Cabitza et al. compared AI validation to other medical interventions as drugs and emphasised on considering the “software as a medical device” [159]. Unlike other devices or drugs, AI models in healthcare are unique in being more dynamic which should be reflected in their validation cycle. They also quoted the known term “techno-vigilance” to learn from other medical device validation pathways. They recommended different outlook to validation where it is broken down to statistical (efficacy), relational (usability), pragmatic (effectiveness) and ecological (cost-effectiveness) with available standards for those steps (ISO 5725, ISO 9241 and ISO 14155). The latter is viewed as a novel standard for evaluating the cost benefits of applying specific AI model in healthcare which would require longitudinal modelling of health economics [159]. This was evidently lacking in articles that were included in our review and in fact most of the studies were non-randomised and retrospective.

Similarly, Nagendran et al. systematically analysed studies that compare AI performance to experts in classifying medical imaging into diseased and non-diseased, they concluded that AI performance was non-inferior to human experts with potential for out-performing [160]. Their 10 years review identified from literature 2 randomised clinical trials and 9 prospective non-randomised trials extracted from a total of 10 and 81 studies, respectively. Their review assessed the risk of bias using PROBAST (prediction model risk of bias assessment tool) criteria for non-randomised studies. The tool is designed for identifying the risk of bias by analysing four domains (participant, predictors, outcome, and analysis) [161], which is applicable to systematic review analysing prediction model with a target outcome.

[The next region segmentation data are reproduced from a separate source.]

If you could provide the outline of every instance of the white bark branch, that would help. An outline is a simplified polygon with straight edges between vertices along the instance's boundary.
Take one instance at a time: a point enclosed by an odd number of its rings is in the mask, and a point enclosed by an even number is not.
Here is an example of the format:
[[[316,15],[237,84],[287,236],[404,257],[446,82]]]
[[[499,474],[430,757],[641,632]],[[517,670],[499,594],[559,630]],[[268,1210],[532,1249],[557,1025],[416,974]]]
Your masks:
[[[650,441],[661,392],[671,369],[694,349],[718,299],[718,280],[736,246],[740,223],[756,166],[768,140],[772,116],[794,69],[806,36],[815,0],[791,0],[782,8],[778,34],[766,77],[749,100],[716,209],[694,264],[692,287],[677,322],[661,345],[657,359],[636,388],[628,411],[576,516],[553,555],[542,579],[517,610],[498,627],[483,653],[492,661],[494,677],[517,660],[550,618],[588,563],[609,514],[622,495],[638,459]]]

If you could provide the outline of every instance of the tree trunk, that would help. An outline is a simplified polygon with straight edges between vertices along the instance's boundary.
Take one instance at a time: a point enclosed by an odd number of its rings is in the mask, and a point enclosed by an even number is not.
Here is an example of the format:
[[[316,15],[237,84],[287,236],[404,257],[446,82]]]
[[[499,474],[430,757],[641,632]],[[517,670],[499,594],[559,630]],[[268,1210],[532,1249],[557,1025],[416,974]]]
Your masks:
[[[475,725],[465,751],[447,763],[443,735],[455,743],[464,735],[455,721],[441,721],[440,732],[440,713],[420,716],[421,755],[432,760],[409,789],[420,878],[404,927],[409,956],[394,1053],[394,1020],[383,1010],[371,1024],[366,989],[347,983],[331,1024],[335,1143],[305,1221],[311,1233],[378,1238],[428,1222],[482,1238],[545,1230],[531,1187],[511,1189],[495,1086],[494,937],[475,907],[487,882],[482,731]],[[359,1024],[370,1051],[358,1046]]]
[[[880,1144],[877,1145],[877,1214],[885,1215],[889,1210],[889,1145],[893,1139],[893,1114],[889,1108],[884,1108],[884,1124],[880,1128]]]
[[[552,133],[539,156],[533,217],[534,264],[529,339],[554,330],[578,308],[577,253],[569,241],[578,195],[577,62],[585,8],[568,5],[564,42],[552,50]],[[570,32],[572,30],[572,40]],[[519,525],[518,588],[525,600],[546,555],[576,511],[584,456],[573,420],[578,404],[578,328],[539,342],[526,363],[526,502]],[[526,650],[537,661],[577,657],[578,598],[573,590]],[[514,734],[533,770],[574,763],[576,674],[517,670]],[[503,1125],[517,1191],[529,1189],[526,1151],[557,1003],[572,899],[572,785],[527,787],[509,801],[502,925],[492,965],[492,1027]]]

In our study, as there was no unified outcome for the included prediction tools, the scope was on the role of validation rather than the outcome. Therefore, those tools assessing the risk of bias were not utilised due to the wide gaps in the tool checklist between the included articles. Such study design and data heterogeneities were also evident in Nagendran et al. and similar to our study, data synthesis was not possible. This will pose a challenge reinforcing the application of AI models in healthcare due to lack of level 1 evidence which is mandatory in healthcare for accepting a novel intervention.

Finally, the quality of the data analysis was beyond the scope of our systematic review despite being essential for developing quality AI systems. Cabitza et al. examined this gap and focused on the data governance [161]. There has been very limited evidence on data quality appraisal and standards with call for further research and allocation of more resources specially in healthcare where the data are notoriously limited with errors or discordance.

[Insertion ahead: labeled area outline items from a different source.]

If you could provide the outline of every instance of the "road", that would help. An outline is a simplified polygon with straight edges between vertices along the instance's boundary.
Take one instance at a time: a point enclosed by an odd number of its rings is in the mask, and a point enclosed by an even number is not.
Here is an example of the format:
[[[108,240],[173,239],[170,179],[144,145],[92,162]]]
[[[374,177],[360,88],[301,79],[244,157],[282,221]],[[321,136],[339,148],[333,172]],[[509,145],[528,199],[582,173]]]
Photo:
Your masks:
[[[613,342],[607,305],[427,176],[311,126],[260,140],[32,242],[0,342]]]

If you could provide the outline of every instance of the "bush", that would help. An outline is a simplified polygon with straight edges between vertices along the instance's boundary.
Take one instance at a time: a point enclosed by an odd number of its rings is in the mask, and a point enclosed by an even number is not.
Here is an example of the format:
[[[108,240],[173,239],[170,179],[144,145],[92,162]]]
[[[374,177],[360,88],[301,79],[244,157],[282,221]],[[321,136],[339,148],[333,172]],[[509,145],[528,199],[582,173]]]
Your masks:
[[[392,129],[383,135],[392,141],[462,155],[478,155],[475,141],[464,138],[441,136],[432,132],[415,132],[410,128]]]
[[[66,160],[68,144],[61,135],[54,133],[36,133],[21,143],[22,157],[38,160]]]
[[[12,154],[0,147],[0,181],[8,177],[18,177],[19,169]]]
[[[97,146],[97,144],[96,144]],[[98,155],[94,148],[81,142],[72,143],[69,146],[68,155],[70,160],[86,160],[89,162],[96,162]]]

The potential application of AI in urology with focus on its future application has been recently discussed by Eminaga et al. [162]. They have shown an increasing interest in urology research, but with a challenged mechanistic update due to the model complexity and lack of end user understanding of its design and function. Furthermore, they identified discrepancy between AI engineering and clinical application which reflects some lack of communication between both disciplines.

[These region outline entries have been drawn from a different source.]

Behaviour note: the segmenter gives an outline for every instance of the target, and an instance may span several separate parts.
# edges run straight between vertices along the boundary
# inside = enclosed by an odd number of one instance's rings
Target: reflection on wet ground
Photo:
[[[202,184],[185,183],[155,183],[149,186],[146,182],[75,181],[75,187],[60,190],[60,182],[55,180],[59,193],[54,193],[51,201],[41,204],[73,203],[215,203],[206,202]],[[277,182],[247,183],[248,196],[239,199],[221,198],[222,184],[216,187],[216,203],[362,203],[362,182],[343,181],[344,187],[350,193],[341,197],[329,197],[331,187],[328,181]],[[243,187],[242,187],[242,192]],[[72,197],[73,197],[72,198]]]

This can be either a consequence or a cause for lack of clinical utility testing, which increases the need for research in this domain to be incorporated in the software development [163]. In fact, it has been recommended to perform the utility test before developing the system to tailor its application [164, 165]. Despite having different methodology to our systematic review, the recommendations were similar with strong emphasis on the lack of utility testing and its impact on AI uptake in healthcare [166,167,168].

Conclusion

ES have been advancing in Urology with demonstrated versatility and efficacy. They have suffered from lack of formality in their development, testing and methodology for registration, which has limited their uptake. Future research is recommended in identifying criteria for successful functional domain applications, knowledge engineering and integrating the system development with the registration requirement for their future implementation in the health care systems.